Cross Validated Asked by Roccer on February 20, 2021
Is there a rational for the number of observations per cluster in a random effect model? I have a sample size of 1,500 with 700 clusters modeled as exchangeable random effect. I have the option to merge clusters in order to build fewer, but larger clusters. I wonder how can I choose the minimum sample size per cluster as to have meaningful results in predicting the random effect for each cluster? Is there a good paper that explains this?
TL;DR: The minimum sample size per cluster in a mixed-effecs model is 1, provided that the number of clusters is adequate, and the proportion of singleton cluster is not "too high"
Longer version:
In general, the number of clusters is more important than the number of observations per cluster. With 700, clearly you have no problem there.
Small cluster sizes are quite common, especially in social science surveys that follow stratified sampling designs, and there is a body of research that has investigated cluster-level sample size.
While increasing the cluster size increases statistical power to estimate the random effects (Austin & Leckie, 2018), small cluster sizes do not lead to serious bias (Bell et al, 2008; Clarke, 2008; Clarke & Wheaton, 2007; Maas & Hox, 2005). Thus, the minimum sample size per cluster is 1.
In particular, Bell, et al (2008) performed a Monte Carlo simulation study with proportions of singleton clusters (clusters containing only a single observation) ranging from 0% to 70%, and found that, provided the number of clusters was large (~500) the small cluster sizes had almost no impact on bias and Type 1 error control.
They also reported very few problems with model convergence under any of their modelling scenarios.
For the particular scenario in the OP, I would suggest running the model with 700 clusters in the first instance. Unless there was a clear problem with this, I would be disinclined to merge clusters. I ran a simple simulation in R:
Here we create a clustered dataset with with a residual variance of 1, a single fixed effect also of 1, 700 clusters, of which 690 are singletons and 10 have just 2 observations. We run the simulation 1000 times and observe the histograms of the estimated fixed and residual random effects.
> set.seed(15)
> dtB <- expand.grid(Subject = 1:700, measure = c(1))
> dtB <- rbind(dtB, dtB[691:700, ])
> fixef.v <- numeric(1000)
> ranef.v <- numeric(1000)
> for (i in 1:1000) {
dtB$x <- rnorm(nrow(dtB), 0, 1)
dtB$y <- dtB$Subject/100 + rnorm(nrow(dtB), 0, 1) + dtB$x * 1
fm0B <- lmer(y ~ x + (1|Subject), data = dtB)

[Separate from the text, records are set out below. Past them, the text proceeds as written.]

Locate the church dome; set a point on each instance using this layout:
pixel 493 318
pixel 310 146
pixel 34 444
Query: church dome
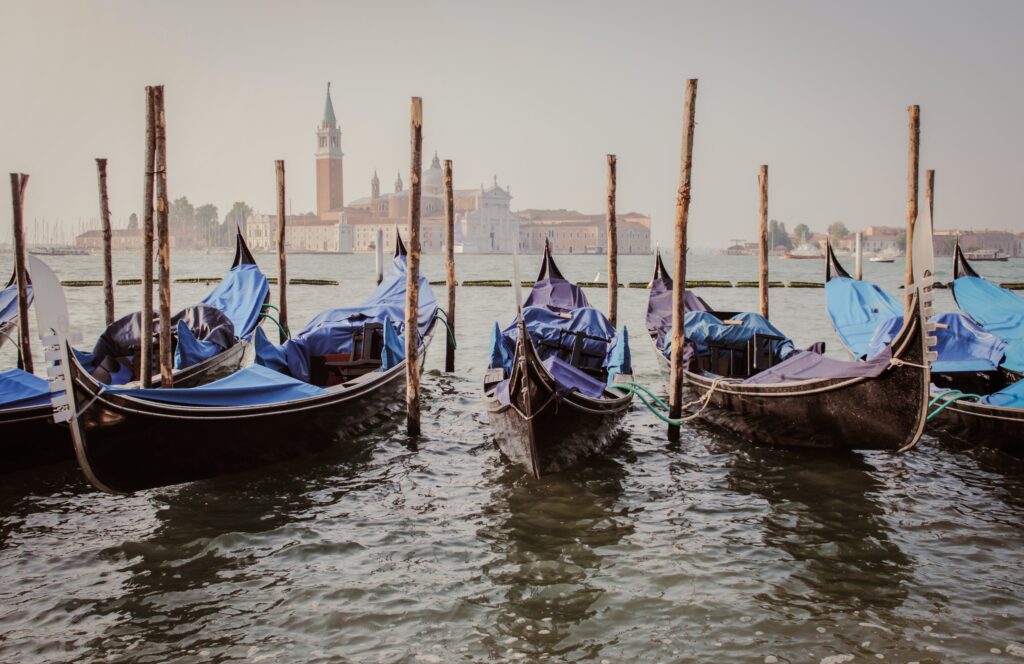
pixel 433 178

fixef.v[i] <- fixef(fm0B)[[2]]
ranef.v[i] <- attr(VarCorr(fm0B), "sc")
}
> hist(fixef.v, breaks = 15)
> hist(ranef.v, breaks = 15)
As you can see, the fixed effects are very well estimated, while the residual random effects appear to be a little downward-biased, but not drastically so:
> summary(fixef.v)
Min. 1st Qu. Median Mean 3rd Qu. Max.
0.6479 0.9439 0.9992 1.0005 1.0578 1.2544
> summary(ranef.v)
Min. 1st Qu. Median Mean 3rd Qu. Max.
0.2796 0.7745 0.9004 0.8993 1.0212 1.4837
The OP specifically mentions the estimation of cluster-level random effects. In the simulation above, the random effects were created simply as the value of each Subject
's ID (scaled down by a factor of 100). Obviously these are not normally distributed, which is the assumption of linear mixed effects models, however, we can extract the (conditional modes of) the cluster level effects and plot them against the actual Subject
IDs:
> re <- ranef(fm0B)[[1]][, 1]
> dtB$re <- append(re, re[691:700])
> hist(dtB$re)
> plot(dtB$re, dtB$Subject)
The histogram departs from normality somewhat, but this is due to the way we simulated the data. There is still a reasonable relationship between the estimated and actual random effects.
References:
Peter C. Austin & George Leckie (2018) The effect of number of clusters and cluster size on statistical power and Type I error rates when testing random effects variance components in multilevel linear and logistic regression models, Journal of Statistical Computation and Simulation, 88:16, 3151-3163, DOI: 10.1080/00949655.2018.1504945
Bell, B. A., Ferron, J. M., & Kromrey, J. D. (2008). Cluster size in multilevel models: the impact of sparse data structures on point and interval estimates in two-level models. JSM Proceedings, Section on Survey Research Methods, 1122-1129.
Clarke, P. (2008). When can group level clustering be ignored? Multilevel models versus single-level models with sparse data. Journal of Epidemiology and Community Health, 62(8), 752-758.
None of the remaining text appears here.